Beberapa ulama kontemporer, seperti Syekh Muhammad Abduh, Syekh Rashid Ridha, dan Syekh Muhammad al-Madan (ketiganya ulama terkemuka Al Azhar Mesir) lebih memilih memperketat penafsirannya. Muhammad Abduh dengan melihat kondisi Mesir saat itu, lebih memilih mengharamkan poligami.

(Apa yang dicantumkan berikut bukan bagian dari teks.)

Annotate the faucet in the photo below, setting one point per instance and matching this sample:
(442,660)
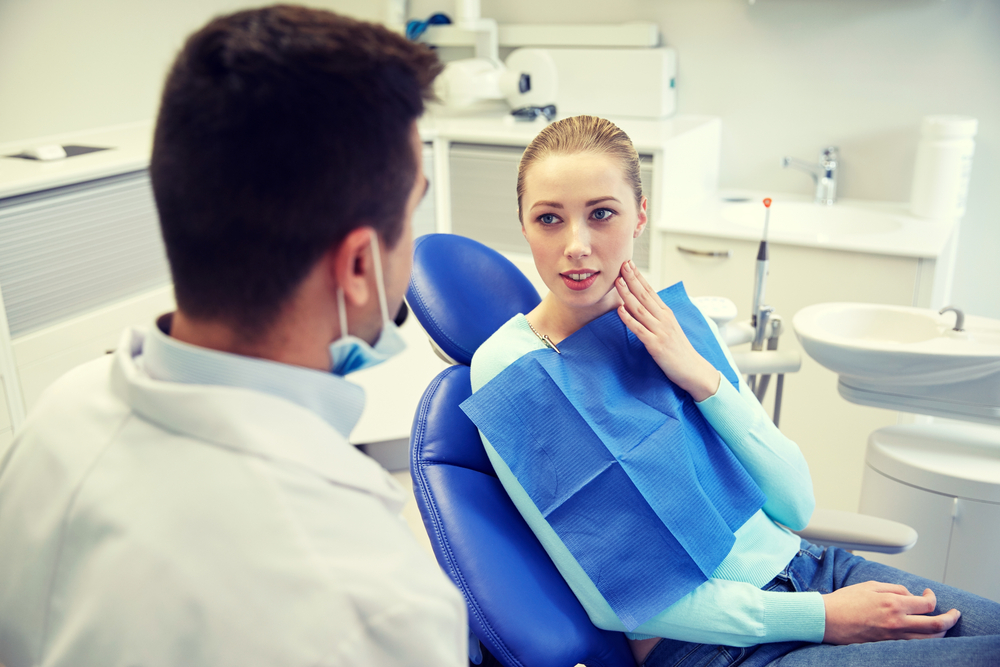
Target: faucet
(959,317)
(824,173)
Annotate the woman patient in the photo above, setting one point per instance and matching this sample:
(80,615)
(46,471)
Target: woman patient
(773,596)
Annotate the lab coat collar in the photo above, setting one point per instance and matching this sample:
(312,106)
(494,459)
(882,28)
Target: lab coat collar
(249,421)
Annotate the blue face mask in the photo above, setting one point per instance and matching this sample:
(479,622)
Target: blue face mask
(350,353)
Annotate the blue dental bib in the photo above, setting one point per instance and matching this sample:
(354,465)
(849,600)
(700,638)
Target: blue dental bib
(619,460)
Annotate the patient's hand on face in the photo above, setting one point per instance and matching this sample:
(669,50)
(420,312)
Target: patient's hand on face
(874,611)
(645,314)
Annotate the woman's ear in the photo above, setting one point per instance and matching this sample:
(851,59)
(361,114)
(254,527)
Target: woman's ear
(643,219)
(352,266)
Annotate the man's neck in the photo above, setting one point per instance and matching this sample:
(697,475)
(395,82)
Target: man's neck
(283,342)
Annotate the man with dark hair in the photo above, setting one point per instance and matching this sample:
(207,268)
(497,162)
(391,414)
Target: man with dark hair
(193,499)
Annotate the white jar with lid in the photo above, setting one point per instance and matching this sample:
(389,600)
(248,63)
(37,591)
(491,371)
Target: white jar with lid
(944,162)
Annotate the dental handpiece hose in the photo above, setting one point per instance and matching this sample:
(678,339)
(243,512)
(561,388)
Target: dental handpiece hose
(758,318)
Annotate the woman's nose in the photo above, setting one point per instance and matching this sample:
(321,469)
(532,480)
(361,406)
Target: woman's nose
(578,241)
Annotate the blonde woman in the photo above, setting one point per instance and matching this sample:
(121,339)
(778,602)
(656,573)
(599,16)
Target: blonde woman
(770,596)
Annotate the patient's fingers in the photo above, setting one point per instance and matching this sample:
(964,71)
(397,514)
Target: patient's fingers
(640,288)
(633,306)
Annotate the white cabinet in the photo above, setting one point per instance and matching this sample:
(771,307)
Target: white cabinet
(80,258)
(943,479)
(831,432)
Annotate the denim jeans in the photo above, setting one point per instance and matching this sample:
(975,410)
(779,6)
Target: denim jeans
(973,641)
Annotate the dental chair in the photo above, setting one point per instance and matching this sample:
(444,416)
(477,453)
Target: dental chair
(519,606)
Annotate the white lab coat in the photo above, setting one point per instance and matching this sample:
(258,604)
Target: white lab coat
(150,523)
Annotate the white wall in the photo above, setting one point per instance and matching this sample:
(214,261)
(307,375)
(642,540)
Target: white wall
(69,65)
(788,77)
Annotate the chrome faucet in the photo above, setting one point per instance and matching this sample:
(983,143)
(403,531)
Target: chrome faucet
(824,173)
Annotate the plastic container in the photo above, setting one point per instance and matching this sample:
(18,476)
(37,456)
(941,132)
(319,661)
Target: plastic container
(944,162)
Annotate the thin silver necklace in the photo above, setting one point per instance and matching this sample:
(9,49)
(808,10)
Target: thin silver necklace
(544,339)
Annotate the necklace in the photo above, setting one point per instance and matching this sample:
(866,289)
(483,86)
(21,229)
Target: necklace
(544,339)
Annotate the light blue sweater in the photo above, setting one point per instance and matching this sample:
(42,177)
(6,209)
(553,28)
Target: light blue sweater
(729,608)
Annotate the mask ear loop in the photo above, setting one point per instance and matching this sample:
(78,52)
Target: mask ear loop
(379,281)
(342,312)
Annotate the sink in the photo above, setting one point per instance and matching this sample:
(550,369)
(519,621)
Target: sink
(907,358)
(797,217)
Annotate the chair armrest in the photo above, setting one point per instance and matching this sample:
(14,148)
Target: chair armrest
(849,530)
(768,362)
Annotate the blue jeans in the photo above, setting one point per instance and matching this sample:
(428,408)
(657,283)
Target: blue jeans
(973,641)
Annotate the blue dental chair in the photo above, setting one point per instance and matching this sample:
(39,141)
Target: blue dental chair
(519,606)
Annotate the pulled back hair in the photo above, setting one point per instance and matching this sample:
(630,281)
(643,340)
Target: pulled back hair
(582,134)
(280,131)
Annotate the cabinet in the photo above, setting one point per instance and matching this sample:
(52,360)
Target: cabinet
(944,480)
(81,258)
(831,432)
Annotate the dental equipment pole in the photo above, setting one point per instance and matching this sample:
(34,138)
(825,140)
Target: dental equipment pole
(760,314)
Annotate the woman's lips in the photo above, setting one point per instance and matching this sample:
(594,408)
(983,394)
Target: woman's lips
(579,280)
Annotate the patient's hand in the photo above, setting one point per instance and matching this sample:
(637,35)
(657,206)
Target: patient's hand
(645,314)
(874,611)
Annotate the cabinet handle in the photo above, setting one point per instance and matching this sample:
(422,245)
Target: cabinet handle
(706,253)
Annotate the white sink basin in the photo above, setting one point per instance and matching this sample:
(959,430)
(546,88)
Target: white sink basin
(907,358)
(796,217)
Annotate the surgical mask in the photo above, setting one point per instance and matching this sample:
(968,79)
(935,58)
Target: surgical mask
(350,353)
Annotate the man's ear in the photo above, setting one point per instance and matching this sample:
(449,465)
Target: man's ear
(643,219)
(352,266)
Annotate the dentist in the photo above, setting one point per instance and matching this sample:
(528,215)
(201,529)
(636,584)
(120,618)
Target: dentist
(193,498)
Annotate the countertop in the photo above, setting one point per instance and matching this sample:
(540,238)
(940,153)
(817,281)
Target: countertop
(130,146)
(906,235)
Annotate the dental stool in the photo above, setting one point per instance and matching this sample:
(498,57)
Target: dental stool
(519,606)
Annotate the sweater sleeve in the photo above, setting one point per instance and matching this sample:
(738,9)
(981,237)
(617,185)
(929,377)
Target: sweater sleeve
(774,461)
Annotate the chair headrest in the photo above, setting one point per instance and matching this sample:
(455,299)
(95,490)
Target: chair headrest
(461,292)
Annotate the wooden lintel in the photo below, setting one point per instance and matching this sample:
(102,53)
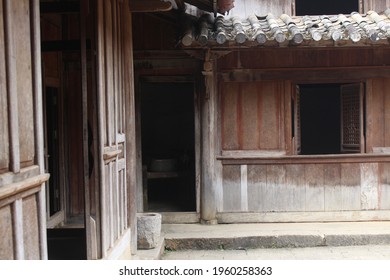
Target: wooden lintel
(63,45)
(306,74)
(71,7)
(142,6)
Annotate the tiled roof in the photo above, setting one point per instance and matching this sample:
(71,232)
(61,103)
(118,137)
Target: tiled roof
(338,30)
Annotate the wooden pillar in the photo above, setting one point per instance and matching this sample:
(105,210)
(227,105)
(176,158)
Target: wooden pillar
(38,105)
(208,206)
(131,152)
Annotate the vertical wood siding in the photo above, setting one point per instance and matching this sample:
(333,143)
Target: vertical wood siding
(22,207)
(4,139)
(252,116)
(377,115)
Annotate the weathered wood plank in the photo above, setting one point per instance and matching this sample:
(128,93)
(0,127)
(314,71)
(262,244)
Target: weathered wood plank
(270,115)
(295,188)
(229,115)
(375,114)
(386,105)
(350,184)
(369,186)
(6,233)
(244,188)
(24,80)
(315,192)
(109,73)
(333,191)
(38,121)
(249,117)
(4,136)
(22,186)
(257,185)
(384,186)
(31,228)
(140,6)
(17,225)
(231,188)
(12,87)
(274,200)
(59,8)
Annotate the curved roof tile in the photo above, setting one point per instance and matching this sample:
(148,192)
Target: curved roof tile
(336,30)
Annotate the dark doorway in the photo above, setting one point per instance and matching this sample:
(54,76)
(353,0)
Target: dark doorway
(168,146)
(52,149)
(326,7)
(320,119)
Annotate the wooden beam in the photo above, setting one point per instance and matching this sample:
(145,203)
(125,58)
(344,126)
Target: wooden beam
(63,45)
(142,6)
(306,74)
(72,7)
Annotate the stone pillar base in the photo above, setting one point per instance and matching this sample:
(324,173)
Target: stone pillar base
(148,230)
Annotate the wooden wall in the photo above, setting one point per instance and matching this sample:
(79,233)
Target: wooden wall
(261,175)
(378,114)
(306,187)
(22,202)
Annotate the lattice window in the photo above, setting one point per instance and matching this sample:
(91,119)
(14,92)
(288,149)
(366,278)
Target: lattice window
(351,118)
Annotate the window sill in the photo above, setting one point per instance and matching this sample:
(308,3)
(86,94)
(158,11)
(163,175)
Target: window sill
(245,158)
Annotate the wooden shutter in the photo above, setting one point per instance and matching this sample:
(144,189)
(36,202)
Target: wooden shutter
(352,138)
(296,121)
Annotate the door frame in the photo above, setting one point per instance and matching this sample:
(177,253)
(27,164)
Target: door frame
(170,217)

Dengan dasar pemikiran bahwa poligami berbeda dengan hukum pernikahan lebih dari satu wanita yang diperbolehkan dalam Islam, di mana poligami hanya didasarkan pada perkawinan antara seorang laki-laki dengan lebih dari satu wanita, namun hukum pernikahan lebih dari satu sampai empat wanita yang ada pada Islam hanya akan terjadi bila pernikahan ini sah hukumnya beserta syarat-syarat dan rukun-rukunnya.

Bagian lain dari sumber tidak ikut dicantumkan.